PAP przypomniała, że prof. Rońda - jako ekspert zespołu parlamentarnego pod kierunkiem Antoniego Macierewicza do spraw zbadania przyczyn katastrofy smoleńskiej - w październiku w telewizji Trwam komentował swoje kwietniowe wystąpienie w TVP 1 po emisji filmów o katastrofie. Powiedział wtedy m.in., że jego zdaniem piloci prezydenckiego samolotu nie zeszli poniżej wysokości 100 metrów i dodał, że swoją wiedzę opiera na dokumencie z Rosji. Tymczasem w wywiadzie udzielonym później TV Trwam przyznał, że w tamtym programie nie mówił prawdy. Pytany, na jakiej podstawie twierdził, że piloci nie zeszli poniżej 100 metrów, odpowiedział:

- Oni niestety zeszli poniżej 100 metrów. Ja w wywiadzie (w TVP1) trochę zagrałem. (...) To był blef, na tym dokumencie nic nie było.

Po wypowiedzi w TV Trwam prof. Rońda zrezygnował z funkcji przewodniczącego Komitetu Naukowego Konferencji Smoleńskiej 2013 oświadczając, że przyznaje się do błędu i jest gotów ponieść jego konsekwencje.

A oto pełna treść oświadczenia wydanego przez profesora Jacka Rońdę po opublikowaniu decyzji władz AGH oraz uczelnianej Komisji Etyki:

W związku z podejmowanymi wobec mnie w ostatnim czasie przez władze Akademii Górniczo-Hutniczej w Krakowie działaniami, a także wobec towarzyszących temu doniesień medialnych, niniejszym oświadczam:

Do dnia dzisiejszego żaden uprawniony organ nie przedstawił mi w prawem przewidzianej formie jakichkolwiek zarzutów.
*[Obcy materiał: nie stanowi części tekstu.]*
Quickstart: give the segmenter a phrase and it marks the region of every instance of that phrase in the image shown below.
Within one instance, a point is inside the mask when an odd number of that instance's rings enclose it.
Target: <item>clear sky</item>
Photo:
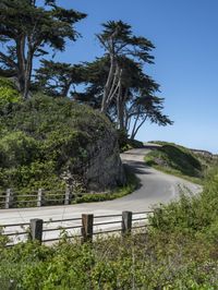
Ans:
[[[160,84],[172,126],[145,124],[141,141],[161,140],[218,153],[218,0],[59,0],[88,14],[76,25],[83,38],[58,59],[92,61],[102,56],[95,34],[108,20],[122,20],[154,43],[146,72]]]

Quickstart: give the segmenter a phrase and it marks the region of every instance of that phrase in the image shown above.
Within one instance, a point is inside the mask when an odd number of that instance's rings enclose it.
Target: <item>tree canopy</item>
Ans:
[[[74,41],[78,34],[74,24],[86,15],[66,10],[46,0],[0,1],[1,74],[14,76],[24,99],[29,96],[34,58],[48,53],[47,46],[63,51],[65,40]]]
[[[0,0],[0,76],[13,77],[23,99],[39,90],[85,102],[107,114],[131,138],[146,120],[172,124],[162,112],[159,84],[146,73],[154,63],[155,46],[136,36],[130,24],[104,23],[97,34],[104,55],[92,62],[51,60],[56,51],[64,51],[66,39],[76,40],[80,34],[74,24],[85,16],[59,7],[56,0]],[[40,65],[33,73],[35,58]]]

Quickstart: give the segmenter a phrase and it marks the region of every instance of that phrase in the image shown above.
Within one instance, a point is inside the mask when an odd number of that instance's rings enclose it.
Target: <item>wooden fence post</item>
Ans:
[[[44,220],[35,218],[35,219],[31,219],[29,223],[31,223],[31,239],[32,239],[32,241],[39,241],[39,243],[41,243]]]
[[[122,212],[122,234],[131,233],[132,212]]]
[[[13,192],[11,189],[8,189],[7,195],[5,195],[5,209],[8,209],[12,206],[13,206]]]
[[[71,189],[69,185],[65,186],[65,198],[64,198],[64,205],[69,205],[71,201]]]
[[[82,215],[82,242],[93,241],[93,221],[94,215]]]
[[[37,195],[37,206],[43,205],[43,189],[38,189],[38,195]]]

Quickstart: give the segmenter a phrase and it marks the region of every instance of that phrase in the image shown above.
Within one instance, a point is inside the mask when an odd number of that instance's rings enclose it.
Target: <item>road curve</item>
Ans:
[[[152,205],[168,203],[179,196],[180,188],[187,188],[193,193],[199,192],[201,186],[180,178],[159,172],[144,162],[144,156],[149,148],[132,149],[121,154],[124,164],[130,166],[138,179],[141,186],[124,197],[100,203],[86,203],[66,206],[49,206],[39,208],[13,208],[0,210],[0,223],[28,222],[32,218],[63,219],[81,217],[81,214],[95,215],[120,214],[122,210],[144,212]]]

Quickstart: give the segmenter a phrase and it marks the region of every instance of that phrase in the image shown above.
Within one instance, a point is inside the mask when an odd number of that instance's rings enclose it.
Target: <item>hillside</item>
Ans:
[[[0,189],[105,191],[125,182],[114,129],[98,111],[41,94],[0,106]]]
[[[155,143],[161,145],[161,147],[146,155],[145,161],[148,166],[167,173],[175,174],[194,182],[202,182],[207,170],[216,162],[210,155],[193,152],[173,143]]]

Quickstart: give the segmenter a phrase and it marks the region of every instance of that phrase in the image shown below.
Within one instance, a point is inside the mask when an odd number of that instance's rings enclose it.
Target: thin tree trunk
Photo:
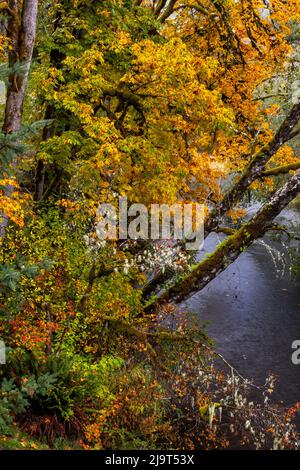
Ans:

Nie otrzymałem żadnego pisma JM Rektora, Komisji Etyki, czy Rzecznika Dyscyplinarnego, w którym sformułowane byłyby pod moim adresem zarzuty o popełnienie konkretnych czynów, podczas gdy przekazy medialne - za rzecznikiem prasowym AGH - pełne są tego rodzaju informacji.

Z nieukrywanym zdumieniem przyjmuję fakt, iż bez mojej wiedzy, poza moimi plecami, władze mojej uczelni przykładają rękę do medialnego linczu, którego stałem się ofiarą.

Normy prawa, ale również elementarnej przyzwoitości obowiązujące w cywilizowanych krajach, wymagają, aby to sam zainteresowany, a nie prasa był pierwszą osobą, której prezentuje się stawiane zarzuty.

 

Nie mogę oprzeć się wrażeniu, że stałem się przedmiotem procesu właściwego raczej czasom minionym, którego charakter jest jednoznacznie inkwizycyjny.

 

Wobec takich działań władz mojej uczelni, podjąłem trudną lecz konieczną w tych okolicznościach decyzję o podjęciu kroków zmierzających do ochrony i egzekwowania moich praw na drodze sądowej.